Healthcare Professionals Defy Unemployment Numbers

While unemployment continues to hover around 10 percent, there is one thing that is certain – healthcare professionals are still in high demand. Doctors, nurses, nurse practitioners, pharmacists, and therapists are needed in almost every area of the country. A growing and aging population, the promise of wider health insurance coverage, and advances in medical technologies are translating into attractive salaries and signing bonuses for many of the people delivering healthcare.

If you are looking for job stability, a career in healthcare is a good plan. The U.S. Bureau of Labor Statistics projects that jobs in the field will grow by more than 20 percent from 2008 through 2018, which is twice the pace for overall U.S. job growth.

At the head of the class is the need for primary care physicians. It is worth noting that there has been a sharp increase in the need for psychiatrists.  The sudden demand is possibly the result of improved diagnosis and treatment of mental health issues along with better health coverage for behavioral problems.

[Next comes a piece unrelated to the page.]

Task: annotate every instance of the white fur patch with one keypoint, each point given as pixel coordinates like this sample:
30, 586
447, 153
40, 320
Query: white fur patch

Recruiting firms are reporting an increased need for oncologists, geriatricians, emergency medicine doctors, and surgeons, as well. With the severe shortage of doctors comes an increased need for nurse practitioners and physician’s assistants. These healthcare professionals are finding themselves in a seller’s market as far as locating a good job. The shortages are exacerbated by a lack of training slots, particularly notable in nursing schools, to meet rising demand, and too few professionals with advanced degrees to do the teaching. Registered nurses are already the largest occupational group in healthcare, at 2.6 million jobs, but by 2018, about 580,000 additional RNs will be needed.

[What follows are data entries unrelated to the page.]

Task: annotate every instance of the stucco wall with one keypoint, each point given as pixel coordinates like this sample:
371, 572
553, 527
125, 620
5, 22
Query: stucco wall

If you are a pharmacist looking for a job, the news is quite promising. The number of positions is projected to grow by 17 per cent through 2018. About one quarter of people in the profession practice in hospitals, where they are increasingly part of the direct-care teams making treatment decisions. Other options range from traditional work in a retail pharmacy to research, drug sales, and teaching.

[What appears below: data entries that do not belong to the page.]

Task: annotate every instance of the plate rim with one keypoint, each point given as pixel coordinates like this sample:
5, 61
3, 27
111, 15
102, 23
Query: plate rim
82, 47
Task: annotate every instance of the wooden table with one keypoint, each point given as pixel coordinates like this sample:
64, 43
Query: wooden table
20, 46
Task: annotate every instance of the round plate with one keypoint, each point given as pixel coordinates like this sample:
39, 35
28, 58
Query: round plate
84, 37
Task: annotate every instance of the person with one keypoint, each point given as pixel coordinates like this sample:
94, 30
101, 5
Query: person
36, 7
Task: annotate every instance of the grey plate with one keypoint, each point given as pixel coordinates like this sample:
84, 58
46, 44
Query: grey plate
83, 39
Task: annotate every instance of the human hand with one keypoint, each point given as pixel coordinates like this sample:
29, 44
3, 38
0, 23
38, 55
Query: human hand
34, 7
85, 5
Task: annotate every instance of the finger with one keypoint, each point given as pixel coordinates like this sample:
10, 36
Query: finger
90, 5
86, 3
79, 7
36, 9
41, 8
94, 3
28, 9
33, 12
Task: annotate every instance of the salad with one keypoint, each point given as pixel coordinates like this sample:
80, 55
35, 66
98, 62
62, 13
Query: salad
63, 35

The big provisions of health reform, such as the health exchanges, won’t kick in until 2014. When they do, it will most likely result in more demand for health care services and more jobs. The primary concern is whether or not there will be a sufficient number of qualified health care professionals. But this certainly bodes well for those searching for a career in the healthcare industry.

The dynamics of the healthcare industry is fraught with concern and uncertainties but if you are a doctor, nurse or other member of the healthcare profession, one thing rings true – you have profound job security.